Des coups sourds ébranlèrent les pans de cloison qui bouchaient l’unique entrée du niveau 20. Les quatre femmes suspendirent leurs travaux et se consultèrent du regard. Cela faisait maintenant plus d’un mois qu’Ellula avait été exilée chez les ventres-secs, et elle s’était habituée à sa nouvelle existence, à cette vie qui s’écoulait comme un maigre filet d’eau entre deux rochers, à ce silence morne que troublaient parfois les disputes entre Mohya et Sveln et qu’envoûtaient chaque fin de journée – après le troisième repas – les chants de Clairia. Le temps s’étiolait en travaux de couture, en confection de rideaux, de robes, de couvertures, d’oreillers, de matelas, destinés principalement à meubler une solitude et une mélancolie grandissantes. Des visions lui rendaient de temps à autre visite, trop brèves et trop désordonnées pour qu’elle réussît à leur donner une explication cohérente, mêlant les paysages estériens à l’environnement du vaisseau, les personnages du passé à des inconnus à la laideur repoussante, les batailles furieuses et sanglantes aux scènes intimistes et tendres. Ses dernières menstrues avaient été douloureuses, exténuantes, sans qu’elle sût si ce dérèglement était lié à sa claustration ou au désordre de ses visions.
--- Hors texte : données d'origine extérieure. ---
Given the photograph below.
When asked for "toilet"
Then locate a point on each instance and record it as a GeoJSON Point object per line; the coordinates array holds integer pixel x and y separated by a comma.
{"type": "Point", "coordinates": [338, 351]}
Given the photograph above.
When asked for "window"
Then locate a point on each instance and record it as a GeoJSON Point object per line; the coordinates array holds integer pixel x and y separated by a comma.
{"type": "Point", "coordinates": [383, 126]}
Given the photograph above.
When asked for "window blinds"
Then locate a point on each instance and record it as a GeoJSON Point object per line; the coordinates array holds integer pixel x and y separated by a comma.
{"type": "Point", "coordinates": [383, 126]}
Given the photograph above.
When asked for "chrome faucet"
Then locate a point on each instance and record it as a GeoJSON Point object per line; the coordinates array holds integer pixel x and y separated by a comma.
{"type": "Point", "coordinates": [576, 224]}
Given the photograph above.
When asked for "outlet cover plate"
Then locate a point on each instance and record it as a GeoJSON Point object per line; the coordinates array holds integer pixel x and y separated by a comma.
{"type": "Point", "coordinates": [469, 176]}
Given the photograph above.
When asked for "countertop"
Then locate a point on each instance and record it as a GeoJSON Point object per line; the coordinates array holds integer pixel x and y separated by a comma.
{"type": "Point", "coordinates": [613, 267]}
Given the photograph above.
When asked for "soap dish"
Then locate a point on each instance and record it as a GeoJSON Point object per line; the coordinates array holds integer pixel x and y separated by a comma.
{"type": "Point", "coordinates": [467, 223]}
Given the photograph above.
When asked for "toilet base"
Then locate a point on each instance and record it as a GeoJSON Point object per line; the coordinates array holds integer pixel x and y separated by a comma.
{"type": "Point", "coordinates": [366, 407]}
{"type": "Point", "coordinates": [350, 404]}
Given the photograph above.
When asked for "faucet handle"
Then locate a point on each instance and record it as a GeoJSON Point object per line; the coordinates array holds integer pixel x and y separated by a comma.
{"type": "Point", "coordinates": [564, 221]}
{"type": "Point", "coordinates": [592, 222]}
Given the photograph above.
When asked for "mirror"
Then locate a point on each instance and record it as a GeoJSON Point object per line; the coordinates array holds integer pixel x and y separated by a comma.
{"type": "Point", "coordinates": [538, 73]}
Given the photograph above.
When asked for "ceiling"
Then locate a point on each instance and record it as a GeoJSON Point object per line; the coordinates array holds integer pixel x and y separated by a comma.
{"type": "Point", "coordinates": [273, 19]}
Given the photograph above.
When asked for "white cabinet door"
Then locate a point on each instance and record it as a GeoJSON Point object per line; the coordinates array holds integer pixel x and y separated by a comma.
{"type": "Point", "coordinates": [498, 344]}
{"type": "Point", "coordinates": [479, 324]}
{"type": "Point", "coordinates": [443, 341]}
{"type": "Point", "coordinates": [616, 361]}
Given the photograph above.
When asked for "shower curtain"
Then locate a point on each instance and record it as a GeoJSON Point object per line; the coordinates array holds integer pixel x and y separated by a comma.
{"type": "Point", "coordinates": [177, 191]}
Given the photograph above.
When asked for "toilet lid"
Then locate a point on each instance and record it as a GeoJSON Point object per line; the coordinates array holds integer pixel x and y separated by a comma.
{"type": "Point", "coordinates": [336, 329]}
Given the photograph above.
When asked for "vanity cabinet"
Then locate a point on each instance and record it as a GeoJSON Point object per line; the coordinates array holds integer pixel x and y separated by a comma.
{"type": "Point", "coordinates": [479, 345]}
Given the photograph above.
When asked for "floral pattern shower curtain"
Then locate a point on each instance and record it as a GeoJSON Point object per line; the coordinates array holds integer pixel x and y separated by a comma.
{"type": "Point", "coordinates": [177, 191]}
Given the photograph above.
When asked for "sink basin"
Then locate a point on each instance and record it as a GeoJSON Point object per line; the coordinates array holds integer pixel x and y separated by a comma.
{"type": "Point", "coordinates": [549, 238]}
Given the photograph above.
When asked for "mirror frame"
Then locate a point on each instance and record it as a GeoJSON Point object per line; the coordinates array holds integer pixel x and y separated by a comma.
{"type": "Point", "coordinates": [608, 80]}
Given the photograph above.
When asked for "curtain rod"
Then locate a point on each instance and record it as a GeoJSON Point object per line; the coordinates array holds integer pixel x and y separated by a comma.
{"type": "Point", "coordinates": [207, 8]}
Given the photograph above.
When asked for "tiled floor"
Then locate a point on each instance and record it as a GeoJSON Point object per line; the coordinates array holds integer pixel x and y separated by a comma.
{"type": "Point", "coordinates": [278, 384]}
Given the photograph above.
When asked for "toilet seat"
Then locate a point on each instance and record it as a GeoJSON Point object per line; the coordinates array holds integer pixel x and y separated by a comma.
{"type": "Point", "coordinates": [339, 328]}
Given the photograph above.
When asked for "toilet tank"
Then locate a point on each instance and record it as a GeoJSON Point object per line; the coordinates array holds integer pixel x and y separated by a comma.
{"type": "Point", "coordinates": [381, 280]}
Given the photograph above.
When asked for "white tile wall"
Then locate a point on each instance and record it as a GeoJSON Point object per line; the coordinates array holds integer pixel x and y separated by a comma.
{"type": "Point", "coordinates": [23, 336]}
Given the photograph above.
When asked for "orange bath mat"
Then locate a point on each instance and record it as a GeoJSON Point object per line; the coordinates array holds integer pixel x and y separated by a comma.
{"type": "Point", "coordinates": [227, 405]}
Une deuxième série de chocs ébranla les plaques métalliques. Mohya fut la première à se lever et à sortir de la chambre, aussitôt suivie de Sveln. Ellula et Clairia leur emboîtèrent le pas, traversèrent à leur tour la deuxième chambre désertée par ses occupantes, gagnèrent la coursive où s’étaient déjà rassemblées de nombreuses ventres-secs. Elles se dirigeaient en papotant et riant vers l’entrée de la coursive, se demandaient si les patriarches avaient décidé de mettre fin à leur réclusion ou s’ils leur amenaient une nouvelle pensionnaire. Ce tapage brisait leurs habitudes et leur offrait un sujet de conversation.

Ellula se laissait emporter par le flot mais ne partageait pas leur insouciance. Elle percevait une sourde menace dans ces coups portés contre les panneaux métalliques qui les isolaient des autres Kroptes. Ce n’étaient pas des patriarches qui se pressaient dans la coursive condamnée, mais des hommes ivres de violence, les bêtes féroces de ses visions. Elle ne s’était ouverte à personne de son don métapsychique, car elle avait appris à ses dépens ce qu’il en coûtait de transgresser les dogmes, et elle redoutait les réactions des victimes à qui se présentait l’occasion de se transformer en bourreaux. Seuls auraient pu la comprendre et l’accepter ceux dont la sensibilité était égale ou supérieure à la sienne, Clairia peut-être, dont le chant coulait des sources les plus profondes de son être.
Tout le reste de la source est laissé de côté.